Torino, inverno 2021

Ogni volta che ritorno in Sardegna non posso fare a meno di pensarli.

Ma mi piace pensarli anche adesso, nelle fredde e uggiose serate invernali, per riandare, con la mente, alle lunghe e calde serate estive.

Si può essere poeti scrivendo canzoni? Certamente sì, e loro ne sono un esempio inequivocabile.

Per di più hanno avuto in dono la voce, una voce straordinaria, una voce che li elevava entrambi al di sopra degli altri, un dono che si trovava lì fin dall’inizio, come per Leonard Cohen, come per Art Garfunkel.

Ogni volta che ritorno in Sardegna non posso fare a meno di pensarli, Andrea Parodi e Fabrizio De André. Un esempio inequivocabile della possibilità di essere poeti scrivendo canzoni

In comune tra loro, l’amore per una terra aspra e selvaggia come la Sardegna, una terra fatta di colori, di profumi, di sentimenti intensi, quella stessa terra che il nostro Creatore ha voluto fosse così bella da far impallidire il resto del creato, un «incidente della felicità», la definiva Fabrizio.

Che straordinario incrocio, il loro.

Andrea Parodi in Sardegna ci era nato, nel 1955, da una madre di Savona.

Fabrizio de André, invece, era nato in Liguria nel 1940 ma, dalla seconda metà degli anni ’70, decise di trasferirsi definitivamente in Sardegna, la regione che gli aveva rubato il cuore e segnato l’anima.

Entrambi se ne sono andati troppo presto: Fabrizio nel 1999 e Andrea nel 2006, ma entrambi ci hanno lasciato un ricordo indelebile.

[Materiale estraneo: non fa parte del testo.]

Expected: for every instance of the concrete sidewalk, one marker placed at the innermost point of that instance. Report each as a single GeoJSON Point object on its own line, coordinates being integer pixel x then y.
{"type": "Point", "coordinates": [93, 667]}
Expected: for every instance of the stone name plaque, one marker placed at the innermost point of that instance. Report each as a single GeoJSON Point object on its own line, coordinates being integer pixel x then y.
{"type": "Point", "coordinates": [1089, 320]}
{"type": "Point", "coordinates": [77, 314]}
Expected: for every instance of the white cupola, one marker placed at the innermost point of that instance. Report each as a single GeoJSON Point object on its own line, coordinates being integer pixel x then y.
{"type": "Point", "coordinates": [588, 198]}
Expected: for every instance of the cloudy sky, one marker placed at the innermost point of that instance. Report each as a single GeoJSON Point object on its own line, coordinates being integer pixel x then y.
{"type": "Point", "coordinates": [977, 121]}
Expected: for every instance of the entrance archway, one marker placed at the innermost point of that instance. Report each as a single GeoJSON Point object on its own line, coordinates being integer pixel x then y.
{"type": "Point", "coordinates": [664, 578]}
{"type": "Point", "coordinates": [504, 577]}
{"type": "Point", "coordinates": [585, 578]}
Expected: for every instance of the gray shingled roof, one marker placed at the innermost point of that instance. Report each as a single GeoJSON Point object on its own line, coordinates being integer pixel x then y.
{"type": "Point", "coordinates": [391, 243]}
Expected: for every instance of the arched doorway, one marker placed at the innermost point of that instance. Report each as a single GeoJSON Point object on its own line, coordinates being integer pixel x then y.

Nel 2005 Andrea cantò sulla spiaggia la traduzione in sardo di The sound of silence (Deo te cheria Maria). Alla chitarra lo accompagnava Al di Meola, forse il più virtuoso interprete vivente di quello strumento. Cinquemila persone ascoltarono quel canto che sembrava provenire direttamente dal cielo, rapite ed estasiate. Si dice che al termine non fossero riuscite ad applaudire: quei diecimila occhi erano inondati di lacrime.

Quelle stesse lacrime che rigarono le guance di chi ascoltò dal vivo Hotel Supramonte, cantata da Andrea nel concerto di Cagliari del 2006 in memoria di Faber, poco prima che anche Andrea, già gravemente malato, ci lasciasse.

Sul palco insieme ci sono stati più volte. Si amavamo come si amano i cuori che si riconoscono. In comune non avevano soltanto la Sardegna ma anche la sua lingua. E tra di loro comunicavano in dialetto: il ligure o il sardo. Lingue ancestrali, lingue musicali che si intersecano a Carloforte, l’isola nell’isola, dove tutti e due si sentivano a casa.

Hanno cantato insieme, tra l’altro, in Pitzinnos in sa gherra, il brano che i Tazenda (il gruppo fondato da Andrea) hanno portato a Sanremo nel 1992, la vera canzone vincitrice di quell’edizione, un intenso e poetico brano sul tema dell’infamia della guerra soprattutto quando tocca i più piccoli, gli innocenti, i bambini («quaranta, cinquanta, cinquantuno ferite di coltello nel cuore, tutti seduti giù per terra, bambini nella guerra», l’ultima e unica strofa della canzone scritta in italiano proprio da Fabrizio).

Avevano un progetto cui Fabrizio aveva già dedicato la struggente Le acciughe fanno il pallone, inno ai pescatori di acciughe e alla leggenda secondo cui sarebbero in sostanza pescatori di stelle, perché le acciughe in origine erano stelle cacciate in mare dalla luna invidiosa della loro luminescenza: cantare insieme un brano scritto da Andrea in dialetto ligure, con la musica di Fabrizio.

Li avrei invitati a parlare e cantare insieme al Salone del Libro, parole e note a inondare il cielo di Torino, due voci incantevoli capaci di recitare insieme una «smisurata preghiera».